Kael stabbed once—twice—then tore himself free and staggered back, chest heaving.

The hunter collapsed, alive but unmoving.

Kael stood there, shaking, knife raised, waiting for something else to happen.

A shadow moved behind him.

Kael spun—

—and barely managed to raise his arm as the third hunter's blade slammed into it. Pain exploded, white and blinding. Kael screamed, dropping to one knee as the knife fell from his numb fingers.

The hunter raised his blade for the killing strike.

A blur of motion crossed Kael's vision.

The hunter froze.

Then his head separated from his shoulders and hit the ground with a wet thud.

Rothmar stood behind him, blade dripping.

Kael stared, breath ragged, vision swimming.

Rothmar crouched beside him, gripping his injured arm firmly. "Stay with me."

Kael nodded weakly.

Rothmar bound the wound quickly, efficiently, his movements practiced. When he finished, he met Kael's gaze.

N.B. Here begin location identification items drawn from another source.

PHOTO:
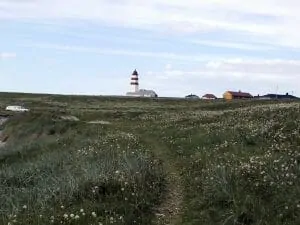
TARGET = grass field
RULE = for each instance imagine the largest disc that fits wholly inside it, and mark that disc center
(150, 161)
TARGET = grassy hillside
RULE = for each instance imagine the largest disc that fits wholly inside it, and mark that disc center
(157, 161)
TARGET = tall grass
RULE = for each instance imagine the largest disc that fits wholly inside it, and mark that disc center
(84, 175)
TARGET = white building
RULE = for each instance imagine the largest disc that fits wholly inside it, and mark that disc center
(135, 91)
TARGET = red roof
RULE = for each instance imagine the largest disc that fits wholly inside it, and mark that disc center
(209, 96)
(240, 94)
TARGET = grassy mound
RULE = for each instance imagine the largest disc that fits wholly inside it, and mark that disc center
(75, 173)
(242, 168)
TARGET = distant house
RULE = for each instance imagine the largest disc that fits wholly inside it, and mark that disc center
(209, 96)
(276, 96)
(229, 95)
(192, 96)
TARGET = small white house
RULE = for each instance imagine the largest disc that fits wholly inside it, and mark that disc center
(143, 93)
(16, 108)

"You survived," Rothmar said.

Kael laughed faintly, the sound brittle. "Barely."

Rothmar's expression was unreadable. "Barely is enough."

Kael looked at the bodies scattered along the ravine, his chest tightening again.

"They found me," Kael said quietly.

"Yes," Rothmar agreed.

"And they'll keep finding me."

Rothmar nodded once. "Which is why you will keep learning."

Kael closed his eyes for a moment, then opened them, something hard settling behind them.

"Then teach me faster," he said.

Rothmar's lips twitched, just slightly.

"That," he said, "was the correct response."